Sur ces mots, Egil s’en alla avec ses compagnons de voyage. Il se rendit d’abord dans le Sogn et pénétra jusqu’à Aurland, auprès de Thord, son parent, où il resta jusqu’à l’époque du Gulathing. Au moment où les gens allèrent au thing, Egil s’y rendit aussi. Atli le Court y était venu également. Ils se mirent à causer de leur différend et l’exposèrent devant les personnes appelées à juger. Egil fit connaître ses prétentions ; mais Atli protesta au nom de la loi, opposa le serment des douze[1] pour affirmer qu’il ne détenait pas une fortune appartenant à Egil. Or, lorsqu’il se présenta au tribunal avec son jury, Egil alla à sa rencontre et déclara qu’il refusait d’accepter ses serments à la place de la fortune qui lui revenait. « Je veux te proposer une autre loi : nous irons en duel ici, au thing, et les biens seront à celui qui restera vainqueur. »

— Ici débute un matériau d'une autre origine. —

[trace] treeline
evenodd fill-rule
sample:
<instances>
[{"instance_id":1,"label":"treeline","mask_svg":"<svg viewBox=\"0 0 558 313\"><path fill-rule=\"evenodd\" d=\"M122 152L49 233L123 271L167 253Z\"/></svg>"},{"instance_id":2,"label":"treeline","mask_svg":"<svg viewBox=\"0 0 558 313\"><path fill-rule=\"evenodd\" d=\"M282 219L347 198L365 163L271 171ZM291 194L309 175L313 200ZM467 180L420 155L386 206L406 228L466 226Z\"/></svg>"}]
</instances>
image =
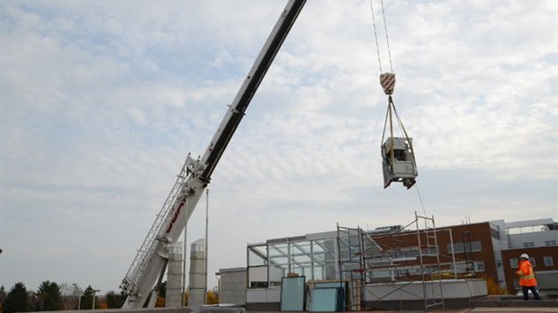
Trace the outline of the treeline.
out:
<instances>
[{"instance_id":1,"label":"treeline","mask_svg":"<svg viewBox=\"0 0 558 313\"><path fill-rule=\"evenodd\" d=\"M166 282L158 290L156 307L165 307ZM207 303L219 303L215 291L207 292ZM16 282L8 292L0 287L0 313L58 311L70 309L120 309L126 300L126 294L108 291L104 295L95 293L91 285L82 290L76 284L58 284L46 281L40 283L37 291L28 291L23 282ZM188 305L188 291L184 294Z\"/></svg>"},{"instance_id":2,"label":"treeline","mask_svg":"<svg viewBox=\"0 0 558 313\"><path fill-rule=\"evenodd\" d=\"M114 291L98 295L87 286L85 290L76 284L58 284L46 281L37 291L29 291L23 282L16 282L6 292L0 287L0 312L58 311L68 309L122 308L126 296Z\"/></svg>"}]
</instances>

C’était la loi aussi[2], au dire d’Egil, et une ancienne coutume,

  1. Le serment de douze cojurateurs était exigé dans les affaires de quelque importance. La personne qui pensait ne pouvoir obtenir justice par la voie légale, avait la ressource du duel, non formellement reconnu par la loi, mais toléré en vertu de la tradition. Le vainqueur avait le droit de s’attribuer l’objet en litige. Chez les Francs, à l’époque de Charlemagne, douze cojurateurs affirmaient l’honorabilité et la véracité du plaideur.
  2. Le duel était une coutume tolérée par la loi et imposée par les mœurs, plutôt qu’une véritable institution prévue par la législation.